Sin embargo, lo más importante que como sociedad nos jugamos ahora es lo mismo que nos hemos jugado siempre: la dignidad democrática. ¿Y a qué llamo dignidad democrática? A los mínimos principios compartidos que permiten que este invento político funcione pese a otro tipo de diferencias. Y voy y me explico.
Los que nacimos en los años inmediatamente anteriores o posteriores a la muerte de Franco, no tuvimos experiencia directa de la transición. Los consensos de entonces, que moldearon nuestra cultura política de hoy, nos llegaron mediante los relatos de sus protagonistas o de observadores. En principio deberíamos estar mejor equipados para cuestionarlos con sensatez que los que vivieron el momento (aunque viendo a gente como Bibiana Aído, tan acomodada en el sectarismo más simplón, uno se da cuenta que la juventud no es más que un virus que, en casos desgraciados, no se pasa ni con la edad). En cambio sí vivimos algunos otros momentos importantes, como el asesinato de Miguel Ángel Blanco y sus consecuencias políticas. Lo que sucedió por entonces fue que se venció uno de los principios malignos heredados de la transición: el que, desde cierto sentimiento de culpa, no aprobaba pero sí entendía las motivaciones de los terroristas. Aquel crimen (y otros que lo precedieron y lo siguieron) sirvieron para marcar una línea roja y un cartel de prohibido el paso con la leyenda: "en esta democracia no caben todos: los asesinos y sus cómplices se quedan fuera". Puede parecer poca cosa, pero en España hay pocos consensos así. La participación masiva en las manifestaciones y la acción política de grupos como ¡Basta Ya! nos dio, además, un sentido de comunidad muy raro para el carácter español (en caso de que exista tal cosa).
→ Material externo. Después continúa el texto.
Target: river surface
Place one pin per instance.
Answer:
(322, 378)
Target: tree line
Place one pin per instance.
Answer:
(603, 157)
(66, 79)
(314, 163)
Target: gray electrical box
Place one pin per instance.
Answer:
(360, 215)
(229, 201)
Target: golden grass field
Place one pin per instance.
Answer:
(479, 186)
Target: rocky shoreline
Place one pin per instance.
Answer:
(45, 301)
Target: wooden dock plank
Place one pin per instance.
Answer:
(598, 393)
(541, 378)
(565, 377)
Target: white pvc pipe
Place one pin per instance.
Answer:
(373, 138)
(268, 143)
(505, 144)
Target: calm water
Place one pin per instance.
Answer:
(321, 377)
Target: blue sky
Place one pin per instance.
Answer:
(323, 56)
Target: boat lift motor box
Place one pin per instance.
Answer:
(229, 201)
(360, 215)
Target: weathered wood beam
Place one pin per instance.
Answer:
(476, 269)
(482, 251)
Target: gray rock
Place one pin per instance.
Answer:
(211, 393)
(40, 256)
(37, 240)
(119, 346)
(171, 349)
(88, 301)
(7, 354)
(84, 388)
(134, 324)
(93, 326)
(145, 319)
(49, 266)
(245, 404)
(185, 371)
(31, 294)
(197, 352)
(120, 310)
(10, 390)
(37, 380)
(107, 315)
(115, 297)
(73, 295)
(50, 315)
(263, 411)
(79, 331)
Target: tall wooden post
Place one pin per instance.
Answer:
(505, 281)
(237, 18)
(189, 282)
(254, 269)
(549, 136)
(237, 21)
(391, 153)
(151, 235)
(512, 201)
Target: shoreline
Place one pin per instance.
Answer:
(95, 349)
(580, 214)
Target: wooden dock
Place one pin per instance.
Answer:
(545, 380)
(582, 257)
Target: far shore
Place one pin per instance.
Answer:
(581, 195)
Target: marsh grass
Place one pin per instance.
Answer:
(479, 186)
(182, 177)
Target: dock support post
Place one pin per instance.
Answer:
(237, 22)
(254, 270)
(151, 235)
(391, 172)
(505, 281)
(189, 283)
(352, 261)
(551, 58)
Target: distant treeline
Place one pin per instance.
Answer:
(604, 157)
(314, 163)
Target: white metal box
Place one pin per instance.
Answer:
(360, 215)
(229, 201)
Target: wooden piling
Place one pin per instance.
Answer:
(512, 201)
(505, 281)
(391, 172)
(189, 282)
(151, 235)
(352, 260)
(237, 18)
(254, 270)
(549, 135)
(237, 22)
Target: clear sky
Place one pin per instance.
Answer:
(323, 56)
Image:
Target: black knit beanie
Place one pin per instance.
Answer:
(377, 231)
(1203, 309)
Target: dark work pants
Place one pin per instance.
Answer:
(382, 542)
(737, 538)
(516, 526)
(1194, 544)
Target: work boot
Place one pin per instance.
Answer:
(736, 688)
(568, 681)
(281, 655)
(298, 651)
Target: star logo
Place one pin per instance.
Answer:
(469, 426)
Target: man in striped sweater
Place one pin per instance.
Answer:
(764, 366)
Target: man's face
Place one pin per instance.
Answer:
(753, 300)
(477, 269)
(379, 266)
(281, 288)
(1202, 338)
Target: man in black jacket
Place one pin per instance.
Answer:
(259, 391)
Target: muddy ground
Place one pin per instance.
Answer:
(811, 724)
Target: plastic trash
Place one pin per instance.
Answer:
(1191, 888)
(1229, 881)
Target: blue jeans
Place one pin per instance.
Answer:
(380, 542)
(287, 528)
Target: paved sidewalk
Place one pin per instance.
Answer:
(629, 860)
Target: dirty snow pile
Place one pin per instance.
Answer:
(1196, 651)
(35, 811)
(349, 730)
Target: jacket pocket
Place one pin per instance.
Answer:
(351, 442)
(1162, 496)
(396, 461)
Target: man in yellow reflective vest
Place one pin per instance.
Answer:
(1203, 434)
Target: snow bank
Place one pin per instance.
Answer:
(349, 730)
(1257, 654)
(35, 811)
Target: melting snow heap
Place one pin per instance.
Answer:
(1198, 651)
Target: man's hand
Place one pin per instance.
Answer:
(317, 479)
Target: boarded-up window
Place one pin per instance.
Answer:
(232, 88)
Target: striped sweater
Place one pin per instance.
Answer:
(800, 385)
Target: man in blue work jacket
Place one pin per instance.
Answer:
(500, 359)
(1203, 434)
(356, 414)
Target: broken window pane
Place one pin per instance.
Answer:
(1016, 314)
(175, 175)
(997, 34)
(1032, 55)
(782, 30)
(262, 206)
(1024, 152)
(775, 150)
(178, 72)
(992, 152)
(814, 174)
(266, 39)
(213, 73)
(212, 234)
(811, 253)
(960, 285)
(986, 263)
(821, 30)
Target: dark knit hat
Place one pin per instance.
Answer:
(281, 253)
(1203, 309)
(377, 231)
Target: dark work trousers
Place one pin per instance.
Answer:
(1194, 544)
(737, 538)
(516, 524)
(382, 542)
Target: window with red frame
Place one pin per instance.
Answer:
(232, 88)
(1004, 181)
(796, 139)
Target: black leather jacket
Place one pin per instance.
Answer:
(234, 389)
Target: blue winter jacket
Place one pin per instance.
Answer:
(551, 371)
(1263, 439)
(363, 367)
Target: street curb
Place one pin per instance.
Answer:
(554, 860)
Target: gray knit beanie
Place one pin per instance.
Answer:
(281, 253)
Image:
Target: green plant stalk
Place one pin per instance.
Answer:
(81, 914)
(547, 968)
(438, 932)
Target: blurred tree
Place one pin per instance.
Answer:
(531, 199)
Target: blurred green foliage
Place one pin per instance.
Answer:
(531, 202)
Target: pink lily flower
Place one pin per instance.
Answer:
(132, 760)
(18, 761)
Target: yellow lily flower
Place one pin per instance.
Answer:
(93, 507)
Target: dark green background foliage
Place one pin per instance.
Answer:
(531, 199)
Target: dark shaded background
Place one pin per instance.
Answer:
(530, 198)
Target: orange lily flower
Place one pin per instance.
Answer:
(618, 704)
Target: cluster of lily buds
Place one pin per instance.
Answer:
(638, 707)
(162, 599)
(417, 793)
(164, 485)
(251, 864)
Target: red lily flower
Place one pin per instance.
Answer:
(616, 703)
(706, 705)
Por supuesto es frágil. Cuando en 2004 unos terroristas islamistas mataron a 191 personas en Madrid, yo no escuché ningún grito de "terroristas asesinos" una vez que se supo que no había sido ETA, y sí, en cambio, el de "Aznar asesino". La línea y el cartel sólo servían para ciertos terroristas. Y ni eso. Desgraciadamente la lucha antiterrorista no ha quedado al margen de la marrullera pelea política española. Sin embargo, y en general, el principio ha sobrevivido. ETA es incompatible con la democracia. Y de este modo podemos sentirnos parte de una comunidad cívica para cuya pertenencia basta con compartir este principio y algún otro también muy general.
Lo que nos jugamos, y lo que nos vamos a jugar en los próximos años, incluso aunque ETA diga mañana que se rinde y que aquí están sus pistolas, es la supervivencia de ese principio. Lo que va a llegarnos (ya nos está llegando) es una llamada a la reconciliación. No. Aquí no ha habido dos Españas. Aquí ha habido asesinos y víctimas. Es fundamental que haya vencedores y vencidos para que ese sentimiento de comunidad tan frágil no se venga abajo. No podemos aceptar el mensaje de que las manifestaciones contra ETA fueron parte de un juego. No. Eran actos políticos en defensa de valores esenciales e irrenunciables en democracia. Y la línea que se marcó no era - no es - arbitraria como la del triple en baloncesto. Es la que marca la diferencia entre los que pueden entrar y los que no. Como vivimos en democracia la línea es muy generosa: basta con no matar ni ser cómplice de los que matan.
Lo que nos jugamos es nuestra comunidad política. Y no creamos que está a salvo. El ataque a la comunidad vendrá de dentro. Por ejemplo de Javier Cercas, que escribió en El País un artículo liberando a los etarras de la exigencia de condenar el crimen. Recibió la respuesta que se merecía de Arcadi Espada. Pero la cosa no quedará aquí. Que no nos venza el hastío.